La différence entre le multicloud et la portabilité

À retenir : avoir des charges de travail sur deux clouds n’est pas la même chose que pouvoir les déplacer librement entre eux. La portabilité concerne la facilité de déplacement, pas le nombre de fournisseurs utilisés.

La plupart des équipes qui se qualifient de « multicloud » ne sont pas portables. Elles ont des charges de travail cloisonnées chez des fournisseurs distincts, chacun avec sa propre chaîne d’outils, son pipeline de déploiement et son ensemble de conventions opérationnelles. Déplacer quoi que ce soit entre ces environnements revient à repartir de zéro.

Ce n’est pas de la portabilité. C’est de la redondance avec une charge opérationnelle supplémentaire.

La véritable portabilité cloud signifie que tes applications, services et données peuvent passer d’un environnement cloud à l’autre sans reconfiguration majeure.
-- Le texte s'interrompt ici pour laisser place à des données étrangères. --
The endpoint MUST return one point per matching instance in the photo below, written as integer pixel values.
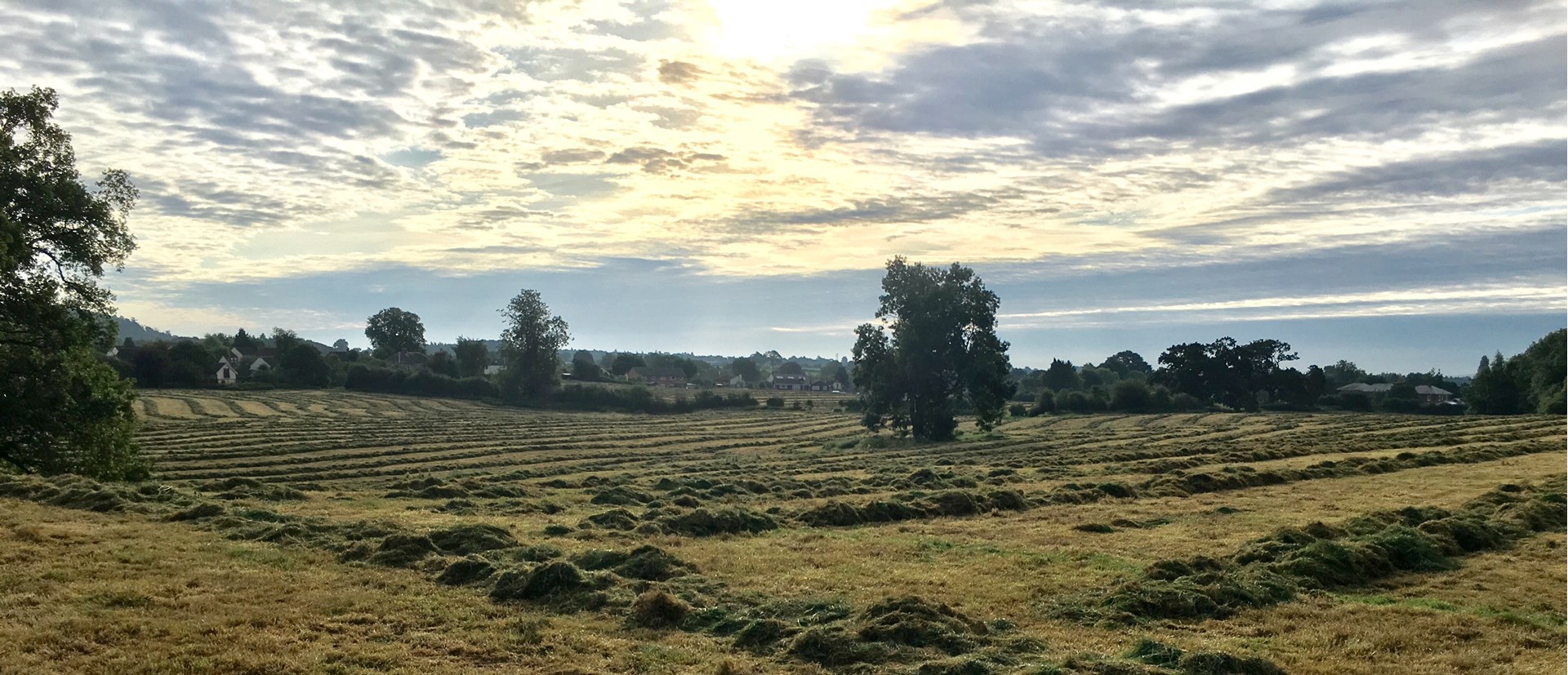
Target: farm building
(657, 376)
(789, 383)
(1363, 387)
(226, 373)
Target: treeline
(1258, 376)
(190, 364)
(1529, 383)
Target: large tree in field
(472, 357)
(63, 409)
(392, 331)
(529, 348)
(941, 356)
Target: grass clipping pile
(1319, 557)
(653, 589)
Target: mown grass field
(328, 531)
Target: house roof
(657, 373)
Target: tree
(243, 342)
(1060, 376)
(284, 340)
(1227, 371)
(472, 357)
(745, 368)
(301, 366)
(443, 362)
(65, 409)
(623, 364)
(190, 364)
(941, 356)
(586, 370)
(392, 331)
(836, 373)
(529, 348)
(1343, 373)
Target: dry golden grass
(88, 593)
(118, 594)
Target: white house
(789, 383)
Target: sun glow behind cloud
(739, 140)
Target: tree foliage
(65, 409)
(472, 357)
(1528, 383)
(1060, 376)
(941, 356)
(1232, 373)
(529, 348)
(392, 331)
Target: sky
(1370, 180)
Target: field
(328, 531)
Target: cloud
(1104, 154)
(678, 73)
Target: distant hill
(138, 332)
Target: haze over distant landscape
(1379, 182)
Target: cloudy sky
(1370, 180)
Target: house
(789, 383)
(1368, 389)
(657, 376)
Le code reste le même. Le processus de déploiement reste le même. Ce qui change, c’est le fournisseur ou la région sous-jacente, et ce changement doit être un choix délibéré, pas un projet de migration.

Pourquoi la portabilité est plus difficile qu’il n’y paraît

À retenir : la dépendance n’est généralement pas le résultat d’une seule décision. Elle s’accumule progressivement. Chaque intégration spécifique à un fournisseur ajoute des frictions à tout changement futur.

Les obstacles techniques sont bien réels. Les fournisseurs superposent des politiques d’autoscaling propriétaires, des modules complémentaires de mise en réseau et des intégrations d’identité à des technologies ouvertes comme Kubernetes et PostgreSQL, réintroduisant ainsi la dépendance au-delà de la base open source.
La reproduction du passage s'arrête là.